AYM’den gelen karara dikkat çeken İlke, AYM’nin yargılamanın başında ortaya çıkan müfettiş raporunun, kamu soruşturması kapsamında çok önemli deliller içerdiğini, bunun mutlaka değerlendirilmesi gerektiğini, bu konuda İçişleri Bakanlığı’nın ağır kusurlu olarak incelenmesi gerektiğini ve dosyayı Ankara 6’ıncı idari mahkemesine geri gönderdiğini ifade etti.
‘Sorumluluğun araştırılması gerektiğini söyleyen ilk karardır’
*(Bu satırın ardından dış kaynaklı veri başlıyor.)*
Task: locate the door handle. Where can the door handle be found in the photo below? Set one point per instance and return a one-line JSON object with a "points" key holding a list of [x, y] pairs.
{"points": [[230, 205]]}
AYM kararının Resmi Gazete’de de yayınlandığını kaydeden İlke şöyle devam etti: “Toplam sorumluluğa karşı direnen yargı pratiği açısından önemli bir kırılma noktası olduğunu düşünüyoruz. Adalet mücadelemiz açısından da önemli bir aşama olduğu kanaatindeyiz. Bunu ve idari mahkemedeki süreci de takip edeceğiz. Kamu görevlilerinin sorumluluğuna ilişkin yaptığımız suç duyuruları da AYM’de. Onların da yakın zamanda sonuçlanmasını bekliyoruz. Yargı direnirken bir yandan da AYM’nin verdiği bu karar olumludur. 6 yıla yaklaşan hukuk mücadelemizde kamu sorumlularının sorumluluğuna işaret eden ve bu sorumluluğun araştırılması gerektiğini söyleyen ilk karardır. Bunu takip edeceğiz. Yargı ve adalet bir mücadele. Ve bu mücadelenin en önemli parçalarından biri 10 Ekim Ankara Katliamı. Salonların dolu olması, adalet talebinin sürekli devam ediyor olması belki de şu an İŞİD’li sanıkların hala tutuklu olmasının sebebidir. Çünkü İŞİD’liler ülkenin her yerinde tahliye edildiler. Toplam sorumlular açısından da inatla adım atmayan bir yargı pratiği var karşımızda. Yargıtay Cumhuriyet Başsavcılığı bu direnci devam ettiriyor ama bu kadar mücadelenin ardından AYM’den başka bir karar gelebildi. Demek ki bir taraf inat ediyor ama bir yandan da AYM kararıyla bir kırılma yaşayabileceğimizi düşünüyoruz.”